Khaled (Rodrigo Vidal), Missade (Ana Cecilia Costa), Laila (Julia Dalavia) e Elias (Marco Ricca)

Ao longo dos acontecimentos, o núcleo foi se revelando bem construído, a melhor trama paralela de Órfãos da Terra. O conflito entre os árabes e judeus da novela se desenvolveu por meio do texto engraçado das autoras e na harmonia do elenco, que ainda dá lugar a Ester (Nicette Bruno), a mãe judia de Abner, figura controladora e conservadora, e Eva (Betty Gofman), mãe de Sara.
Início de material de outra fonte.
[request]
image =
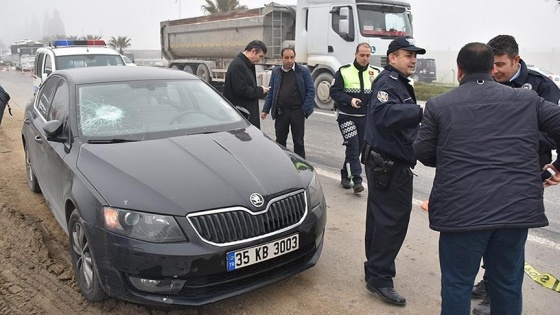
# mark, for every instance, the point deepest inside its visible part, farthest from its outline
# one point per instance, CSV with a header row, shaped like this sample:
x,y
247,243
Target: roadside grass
x,y
425,91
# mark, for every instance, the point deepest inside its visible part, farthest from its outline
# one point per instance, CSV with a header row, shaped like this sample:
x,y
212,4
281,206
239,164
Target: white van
x,y
64,54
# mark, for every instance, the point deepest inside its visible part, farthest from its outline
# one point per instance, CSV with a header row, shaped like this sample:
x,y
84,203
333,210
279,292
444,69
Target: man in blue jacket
x,y
290,99
511,70
482,138
392,122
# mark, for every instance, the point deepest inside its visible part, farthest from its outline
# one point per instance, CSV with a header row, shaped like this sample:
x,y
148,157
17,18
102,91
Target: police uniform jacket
x,y
353,81
483,138
304,84
393,117
530,79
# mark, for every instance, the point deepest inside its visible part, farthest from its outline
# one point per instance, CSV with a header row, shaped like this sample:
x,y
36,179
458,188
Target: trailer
x,y
324,33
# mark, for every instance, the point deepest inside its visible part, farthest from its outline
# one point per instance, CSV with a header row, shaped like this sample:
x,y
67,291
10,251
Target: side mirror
x,y
54,129
243,112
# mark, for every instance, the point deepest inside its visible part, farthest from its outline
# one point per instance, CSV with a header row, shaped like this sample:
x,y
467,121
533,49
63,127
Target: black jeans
x,y
295,119
504,255
387,218
352,130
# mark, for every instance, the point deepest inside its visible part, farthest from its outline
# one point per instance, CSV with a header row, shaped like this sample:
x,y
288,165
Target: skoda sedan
x,y
167,193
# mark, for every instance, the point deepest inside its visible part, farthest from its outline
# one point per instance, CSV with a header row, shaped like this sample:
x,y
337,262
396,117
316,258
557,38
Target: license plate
x,y
253,255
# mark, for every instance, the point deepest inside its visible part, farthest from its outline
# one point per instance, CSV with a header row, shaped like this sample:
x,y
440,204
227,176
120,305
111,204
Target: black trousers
x,y
388,214
296,120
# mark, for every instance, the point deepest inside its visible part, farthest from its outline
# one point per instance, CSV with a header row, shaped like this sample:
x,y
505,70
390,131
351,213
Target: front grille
x,y
237,224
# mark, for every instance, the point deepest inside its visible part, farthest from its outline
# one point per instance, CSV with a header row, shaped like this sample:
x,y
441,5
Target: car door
x,y
35,119
55,152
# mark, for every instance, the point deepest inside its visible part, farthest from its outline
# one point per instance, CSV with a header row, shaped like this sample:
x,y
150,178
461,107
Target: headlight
x,y
315,191
143,226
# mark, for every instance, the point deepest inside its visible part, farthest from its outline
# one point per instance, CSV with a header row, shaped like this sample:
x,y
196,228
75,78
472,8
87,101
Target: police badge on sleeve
x,y
382,96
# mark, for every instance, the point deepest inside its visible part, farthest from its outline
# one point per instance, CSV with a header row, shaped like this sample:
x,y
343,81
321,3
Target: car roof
x,y
85,75
80,50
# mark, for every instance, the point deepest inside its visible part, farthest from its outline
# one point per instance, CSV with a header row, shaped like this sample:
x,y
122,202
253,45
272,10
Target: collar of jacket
x,y
476,77
522,77
249,64
359,67
393,71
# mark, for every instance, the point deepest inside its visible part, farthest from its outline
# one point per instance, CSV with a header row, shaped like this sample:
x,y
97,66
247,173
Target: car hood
x,y
197,172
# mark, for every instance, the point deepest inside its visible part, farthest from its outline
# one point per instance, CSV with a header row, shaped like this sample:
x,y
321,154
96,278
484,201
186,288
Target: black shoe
x,y
358,188
483,308
479,290
345,182
389,295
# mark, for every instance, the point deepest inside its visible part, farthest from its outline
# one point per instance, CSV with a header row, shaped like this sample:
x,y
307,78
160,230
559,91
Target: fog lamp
x,y
165,286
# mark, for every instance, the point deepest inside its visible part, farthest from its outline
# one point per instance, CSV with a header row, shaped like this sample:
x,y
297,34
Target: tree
x,y
223,6
94,37
119,43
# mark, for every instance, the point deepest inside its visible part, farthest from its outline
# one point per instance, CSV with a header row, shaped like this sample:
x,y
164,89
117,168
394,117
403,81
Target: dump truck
x,y
324,33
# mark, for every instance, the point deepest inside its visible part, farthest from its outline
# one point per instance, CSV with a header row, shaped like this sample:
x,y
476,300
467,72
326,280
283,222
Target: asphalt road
x,y
338,277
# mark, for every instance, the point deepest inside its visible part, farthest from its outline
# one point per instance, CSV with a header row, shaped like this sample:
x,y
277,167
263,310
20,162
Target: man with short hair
x,y
291,99
482,137
511,70
351,92
240,86
393,117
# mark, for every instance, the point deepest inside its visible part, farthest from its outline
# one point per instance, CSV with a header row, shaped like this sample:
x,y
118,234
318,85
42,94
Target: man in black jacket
x,y
487,192
240,86
392,122
511,70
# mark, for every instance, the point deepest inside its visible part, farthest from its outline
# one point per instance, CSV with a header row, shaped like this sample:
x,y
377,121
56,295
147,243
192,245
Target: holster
x,y
382,168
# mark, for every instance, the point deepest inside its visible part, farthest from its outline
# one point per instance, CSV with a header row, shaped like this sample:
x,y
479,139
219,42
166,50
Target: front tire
x,y
83,260
31,179
323,84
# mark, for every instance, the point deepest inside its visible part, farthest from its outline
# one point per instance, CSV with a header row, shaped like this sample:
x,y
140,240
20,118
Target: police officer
x,y
393,119
511,70
351,92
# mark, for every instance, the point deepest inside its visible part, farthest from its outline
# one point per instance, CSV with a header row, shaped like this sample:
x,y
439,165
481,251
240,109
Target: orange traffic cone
x,y
424,205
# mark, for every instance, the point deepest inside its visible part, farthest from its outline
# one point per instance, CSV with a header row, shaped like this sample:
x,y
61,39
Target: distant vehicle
x,y
425,70
166,191
23,53
128,61
547,73
6,61
63,54
324,33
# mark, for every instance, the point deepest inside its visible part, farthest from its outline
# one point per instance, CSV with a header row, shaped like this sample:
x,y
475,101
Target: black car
x,y
167,193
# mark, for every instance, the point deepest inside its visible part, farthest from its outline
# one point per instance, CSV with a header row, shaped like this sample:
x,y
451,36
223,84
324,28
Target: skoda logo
x,y
257,200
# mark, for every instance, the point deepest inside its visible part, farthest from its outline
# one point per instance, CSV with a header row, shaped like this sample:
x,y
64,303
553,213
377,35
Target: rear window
x,y
89,60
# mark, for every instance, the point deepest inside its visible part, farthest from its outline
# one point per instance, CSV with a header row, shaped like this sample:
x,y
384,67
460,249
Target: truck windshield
x,y
384,21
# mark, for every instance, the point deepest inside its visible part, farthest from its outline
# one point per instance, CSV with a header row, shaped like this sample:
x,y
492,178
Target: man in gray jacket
x,y
482,137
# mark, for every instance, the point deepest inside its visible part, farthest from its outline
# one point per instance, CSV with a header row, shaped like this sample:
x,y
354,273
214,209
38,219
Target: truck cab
x,y
328,32
425,70
65,54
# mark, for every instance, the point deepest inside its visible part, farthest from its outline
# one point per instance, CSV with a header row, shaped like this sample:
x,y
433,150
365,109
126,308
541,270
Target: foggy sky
x,y
438,24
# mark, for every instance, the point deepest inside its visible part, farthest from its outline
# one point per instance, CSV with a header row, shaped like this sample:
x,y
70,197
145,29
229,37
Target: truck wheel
x,y
203,72
188,69
322,84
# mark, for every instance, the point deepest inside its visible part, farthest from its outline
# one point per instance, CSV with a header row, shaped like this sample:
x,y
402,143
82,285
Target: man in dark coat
x,y
511,70
291,100
483,137
241,87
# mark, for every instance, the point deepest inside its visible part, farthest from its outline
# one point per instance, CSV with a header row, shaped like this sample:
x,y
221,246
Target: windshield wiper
x,y
116,140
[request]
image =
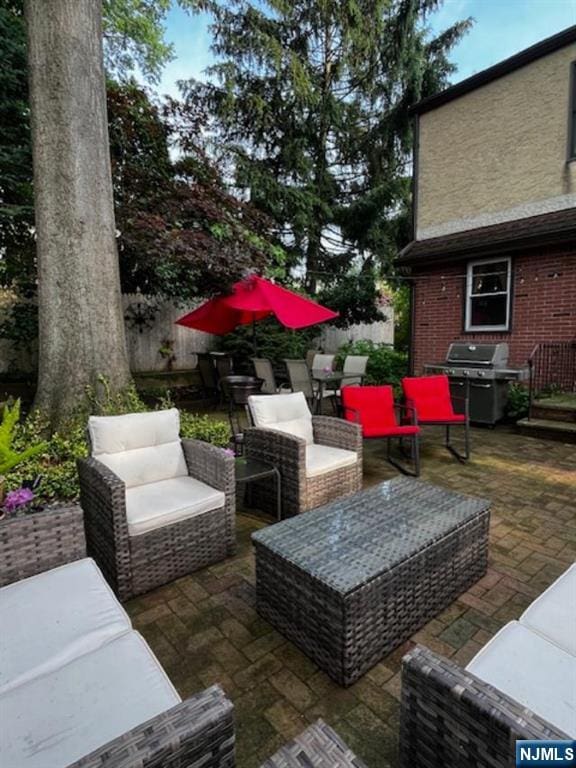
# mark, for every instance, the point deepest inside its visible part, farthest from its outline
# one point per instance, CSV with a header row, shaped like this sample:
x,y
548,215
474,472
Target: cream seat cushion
x,y
155,505
139,447
49,619
553,614
287,413
55,719
533,671
323,458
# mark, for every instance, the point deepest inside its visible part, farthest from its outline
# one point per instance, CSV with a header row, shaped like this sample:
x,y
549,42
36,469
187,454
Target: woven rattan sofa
x,y
319,457
521,685
156,507
79,688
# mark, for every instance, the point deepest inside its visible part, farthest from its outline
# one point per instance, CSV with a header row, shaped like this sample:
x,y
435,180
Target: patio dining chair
x,y
355,364
432,402
155,507
380,418
319,457
301,380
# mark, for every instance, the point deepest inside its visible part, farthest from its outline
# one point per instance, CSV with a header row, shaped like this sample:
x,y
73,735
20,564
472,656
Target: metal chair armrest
x,y
199,730
338,433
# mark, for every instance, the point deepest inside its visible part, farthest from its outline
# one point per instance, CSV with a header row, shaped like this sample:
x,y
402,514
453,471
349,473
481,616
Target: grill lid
x,y
495,355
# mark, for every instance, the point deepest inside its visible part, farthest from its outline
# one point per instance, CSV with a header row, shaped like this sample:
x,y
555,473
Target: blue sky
x,y
502,28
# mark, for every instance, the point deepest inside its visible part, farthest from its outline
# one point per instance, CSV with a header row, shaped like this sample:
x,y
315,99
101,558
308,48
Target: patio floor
x,y
204,628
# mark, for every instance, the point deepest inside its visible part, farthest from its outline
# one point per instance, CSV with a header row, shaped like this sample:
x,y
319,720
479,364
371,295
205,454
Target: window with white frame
x,y
488,284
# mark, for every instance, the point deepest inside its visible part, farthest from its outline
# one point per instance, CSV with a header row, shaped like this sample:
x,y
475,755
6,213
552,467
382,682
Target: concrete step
x,y
552,411
548,429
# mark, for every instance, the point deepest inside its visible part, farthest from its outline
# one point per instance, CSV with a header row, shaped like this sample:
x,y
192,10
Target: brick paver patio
x,y
204,628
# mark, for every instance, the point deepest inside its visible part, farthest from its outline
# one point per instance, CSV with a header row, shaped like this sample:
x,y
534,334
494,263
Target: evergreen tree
x,y
310,101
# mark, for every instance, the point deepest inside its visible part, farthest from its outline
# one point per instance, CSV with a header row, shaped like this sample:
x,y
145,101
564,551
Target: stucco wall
x,y
499,152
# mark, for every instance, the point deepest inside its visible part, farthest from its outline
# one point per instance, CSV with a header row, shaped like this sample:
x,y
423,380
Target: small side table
x,y
38,541
249,470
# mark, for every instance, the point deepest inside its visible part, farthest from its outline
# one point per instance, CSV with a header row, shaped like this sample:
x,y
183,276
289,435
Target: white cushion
x,y
139,447
49,619
533,671
55,719
287,413
323,458
147,465
553,614
113,434
155,505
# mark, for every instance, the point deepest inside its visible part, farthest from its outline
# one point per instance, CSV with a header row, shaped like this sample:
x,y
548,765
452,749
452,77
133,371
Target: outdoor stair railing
x,y
551,366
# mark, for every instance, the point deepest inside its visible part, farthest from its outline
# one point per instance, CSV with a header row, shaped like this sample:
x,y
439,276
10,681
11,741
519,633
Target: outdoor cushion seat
x,y
553,613
92,699
287,413
75,609
430,395
324,458
319,458
143,479
155,505
533,671
140,448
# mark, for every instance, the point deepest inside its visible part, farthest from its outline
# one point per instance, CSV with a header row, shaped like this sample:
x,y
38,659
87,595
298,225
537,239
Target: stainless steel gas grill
x,y
481,372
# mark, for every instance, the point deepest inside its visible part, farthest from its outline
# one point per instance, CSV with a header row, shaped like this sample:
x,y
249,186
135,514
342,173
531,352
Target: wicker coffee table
x,y
350,581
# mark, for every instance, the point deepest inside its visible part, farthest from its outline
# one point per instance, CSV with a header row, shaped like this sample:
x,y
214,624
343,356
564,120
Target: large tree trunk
x,y
81,333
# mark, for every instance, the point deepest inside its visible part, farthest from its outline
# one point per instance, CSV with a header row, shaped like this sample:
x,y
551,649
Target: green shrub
x,y
518,402
10,457
56,464
272,341
204,428
385,365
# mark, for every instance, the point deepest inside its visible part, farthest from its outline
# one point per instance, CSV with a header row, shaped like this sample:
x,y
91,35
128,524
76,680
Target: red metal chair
x,y
374,409
432,402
Vemos durante os seis meses de exibição a prática de família ser expressada em suas mais diferentes maneiras, seja pelo cômico, o surpreendente ou o profundo.

As personagens de Valéria (Bia Arantes) e Camila (Anaju Dorigon) também surpreenderam com a reviravolta da dupla. De personalidades insuportáveis, descobriram o amor entre si e passaram a nutrir, até mesmo, a torcida da audiência que, aos poucos, foi se envolvendo com a redenção pelo sentimento entre as duas. Além disso, aliada a uma bela fotografia e uma montagem bem organizada, digno de um novelão, Órfãos da Terra foi logo questionada como produção digna do horário nobre, sofisticando as tramas das 18h a um nível maior e até, não esperado pelo público e a crítica.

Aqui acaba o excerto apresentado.